You can find out exactly what it is by reading your include files.
I'm just a beginner in c++ and to me this seems like unnecessary code bloat. I understand that dllimport/export are used for sharing dll functionality, but what's wrong with just using public/private accessors?
If i am making a large dll library it seems that I have to go through every single function/class and make sure I export it. With managed dll (like from c#) I don't need to do anything. Import it into my project, and as long as the function is public it's accessible!
Because when you're creating a larger dll (or shared library) you may want to compose it of several object files, but don't want to expose all the public (to the linker) symbols in each object file. That is there are occations when a symbol is public in one of the object file for the only purpose to make it available to another object file in the same library.
Note that public and private accessors are not quite the same as private symbols in an object file. While private symbol in an object (fx created with global static qualifier) file means that the symbol is not visible at all outside the object file, while private accessors just mean that the symbol can't be accessed from outside the class (it still can make it into the object file as public since it could be accessed from the same class within another translation unit).
If you want to export all public symbols in the object files there may be a mechanism to do that without having to resort to explicitely mark each symbol as dllexport - you have to check the documentation, apparently there's a way in microsoft for that.
And for the story about dllimport you can read it here: Why/when is __declspec( dllimport ) not needed?
The idea is that your module can have some functionality that only it needs to run which exposing would be pointless. For example, if you have a Timer class you are exporting, and it depends on some global function you wrote to get the current time, you don't need to export said function, since users of your library don't depend on it directly.

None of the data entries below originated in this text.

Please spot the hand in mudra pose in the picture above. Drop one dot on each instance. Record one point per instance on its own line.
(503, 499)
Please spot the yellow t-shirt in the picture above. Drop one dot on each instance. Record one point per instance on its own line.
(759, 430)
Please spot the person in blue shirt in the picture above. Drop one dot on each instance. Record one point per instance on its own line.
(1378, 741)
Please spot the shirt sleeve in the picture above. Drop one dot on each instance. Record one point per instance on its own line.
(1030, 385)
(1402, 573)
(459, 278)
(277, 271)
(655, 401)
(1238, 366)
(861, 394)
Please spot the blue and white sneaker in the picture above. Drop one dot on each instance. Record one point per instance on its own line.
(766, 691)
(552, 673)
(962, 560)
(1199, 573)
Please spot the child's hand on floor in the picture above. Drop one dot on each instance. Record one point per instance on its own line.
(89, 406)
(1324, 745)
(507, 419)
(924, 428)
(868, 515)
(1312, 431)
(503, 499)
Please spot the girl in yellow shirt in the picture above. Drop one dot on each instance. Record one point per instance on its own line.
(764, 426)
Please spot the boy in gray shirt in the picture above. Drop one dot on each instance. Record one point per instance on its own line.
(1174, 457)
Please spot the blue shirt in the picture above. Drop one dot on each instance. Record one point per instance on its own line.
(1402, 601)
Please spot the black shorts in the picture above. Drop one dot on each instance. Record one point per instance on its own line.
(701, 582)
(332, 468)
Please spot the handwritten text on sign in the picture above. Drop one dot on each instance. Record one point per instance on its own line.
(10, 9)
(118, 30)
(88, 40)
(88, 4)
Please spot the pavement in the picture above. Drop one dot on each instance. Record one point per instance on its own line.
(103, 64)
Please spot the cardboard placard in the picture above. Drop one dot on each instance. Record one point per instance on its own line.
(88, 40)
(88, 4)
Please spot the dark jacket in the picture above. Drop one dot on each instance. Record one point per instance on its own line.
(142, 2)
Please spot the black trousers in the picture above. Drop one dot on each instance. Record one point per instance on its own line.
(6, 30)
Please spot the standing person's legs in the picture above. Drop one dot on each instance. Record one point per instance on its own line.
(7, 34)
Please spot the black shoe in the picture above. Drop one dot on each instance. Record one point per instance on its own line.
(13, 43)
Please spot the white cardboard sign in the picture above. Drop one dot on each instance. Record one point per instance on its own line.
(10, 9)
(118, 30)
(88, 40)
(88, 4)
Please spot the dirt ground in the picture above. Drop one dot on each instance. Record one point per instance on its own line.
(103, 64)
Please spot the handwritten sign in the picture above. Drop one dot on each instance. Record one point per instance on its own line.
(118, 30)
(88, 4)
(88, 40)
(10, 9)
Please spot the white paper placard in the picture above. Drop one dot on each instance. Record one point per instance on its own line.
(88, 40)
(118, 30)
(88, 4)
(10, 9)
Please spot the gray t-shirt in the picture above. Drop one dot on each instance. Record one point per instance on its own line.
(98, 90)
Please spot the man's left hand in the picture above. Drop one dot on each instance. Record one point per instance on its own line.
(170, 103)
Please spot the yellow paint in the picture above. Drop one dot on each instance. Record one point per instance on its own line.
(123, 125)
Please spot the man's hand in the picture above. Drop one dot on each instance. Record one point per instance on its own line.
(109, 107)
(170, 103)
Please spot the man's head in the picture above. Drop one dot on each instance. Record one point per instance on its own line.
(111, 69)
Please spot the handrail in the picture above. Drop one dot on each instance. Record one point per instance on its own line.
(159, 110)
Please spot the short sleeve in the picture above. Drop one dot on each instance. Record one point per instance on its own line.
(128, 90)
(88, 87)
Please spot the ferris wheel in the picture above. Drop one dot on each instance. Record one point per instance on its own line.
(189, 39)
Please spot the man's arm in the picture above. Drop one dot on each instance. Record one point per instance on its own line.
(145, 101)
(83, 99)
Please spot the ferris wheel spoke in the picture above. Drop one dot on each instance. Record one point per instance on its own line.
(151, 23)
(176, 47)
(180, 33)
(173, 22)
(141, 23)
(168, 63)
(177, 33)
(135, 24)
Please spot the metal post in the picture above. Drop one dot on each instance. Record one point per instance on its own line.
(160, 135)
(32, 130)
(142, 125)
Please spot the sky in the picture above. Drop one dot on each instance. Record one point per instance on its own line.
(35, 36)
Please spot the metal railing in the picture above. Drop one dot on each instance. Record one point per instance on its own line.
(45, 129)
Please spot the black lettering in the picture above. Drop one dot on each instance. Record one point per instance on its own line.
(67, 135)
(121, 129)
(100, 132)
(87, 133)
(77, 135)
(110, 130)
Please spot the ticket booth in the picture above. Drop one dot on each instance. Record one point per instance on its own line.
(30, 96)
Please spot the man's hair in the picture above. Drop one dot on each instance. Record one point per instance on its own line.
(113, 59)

Sorry about the bad example.. Also, you don't need to export your classes, use interfaces and factory functions.
//IBob.h
#define DLLAPI __cdecl
class IBob
{
public:
void DoSomething( ) = 0;
};
__declspec(/*export / import*/) IBob* DLLAPI BobFactory( );
//----------------------------------
//Bob.h
#include "IBob.h"
class Bob : public IBob
{
public:
void DoSomething( ) override
{
//implementation...
}
private:
int var;
int var2;
};
__declspec(dllexport) IBob* DLLAPI BobFactory( )
{
return new Bob( );
}
As said this is nothing to do with C++ and is just the way DLLs work in every language (.NET managed DLLs are different). When the OS loads a program with DLLs it must fix up all references in the EXE to functions exported from the DLL, so the less of them you use the faster the program loads. Probably in this day and age it makes little difference, but this goes back to the early versions of Windows.
BTW you can __declspec(dllexport) a whole class, which is the slightly lazy way of doing it.